Please enable CONFIG_MAGIC_SYSRQ and increase CONFIG_LOG_BUF_SHIFT by 1 or 2 so that it's plenty big enough to store a lot of data. Then, when you see this bug reproduced (a process 'frozen' and hogging CPU) please note down its PID and then run: echo t > /proc/sysrq-trigger dmesg > taskstate.txt Then attach taskstate.txt to this bug, and tell us the noted PID. This will indicate exactly where the kernel is stuck. Thanks!
Please reopen with the info requested above.

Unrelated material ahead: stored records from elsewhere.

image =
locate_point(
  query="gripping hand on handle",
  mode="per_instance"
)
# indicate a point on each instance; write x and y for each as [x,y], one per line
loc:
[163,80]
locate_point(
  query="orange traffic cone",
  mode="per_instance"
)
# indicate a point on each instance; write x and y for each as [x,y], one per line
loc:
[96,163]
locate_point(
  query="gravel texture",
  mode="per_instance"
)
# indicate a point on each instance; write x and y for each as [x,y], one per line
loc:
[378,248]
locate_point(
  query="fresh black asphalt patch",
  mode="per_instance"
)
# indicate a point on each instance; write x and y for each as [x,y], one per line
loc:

Created attachment 181057 [details] taskstate requested earlier in bug report
I have this same problem. Currently on my system the following command is taking up 100% of the CPU: cat /proc/cpuinfo It has been running for 13+ minutes. Executing this command in another terminal works just fine. I've seen this happen with cat, sed, and grep. I ran the commands suggested and dumped taskstate.txt. It is attached.
Comment on attachment 181057 [details] taskstate requested earlier in bug report The relevant PID for "cat /proc/sysinfo" is 20935
Reopening since another user has the same problem and provided necessary/desired information.
Okay, since this is one of the oldest active bugs in here it's time for some attention. Can you, gentlemen, reproduce the issue even with the latest stable gentoo-sources (gentoo-sources-2.6.30-r5)?
This is some form of heisenbug. I haven't seen it in a long time now. I'll be updating my kernel next week so I can post something more substantial then.
I'm gonna close this bug as NEEDINFO. If you ever get the same issue, feel free to update this report.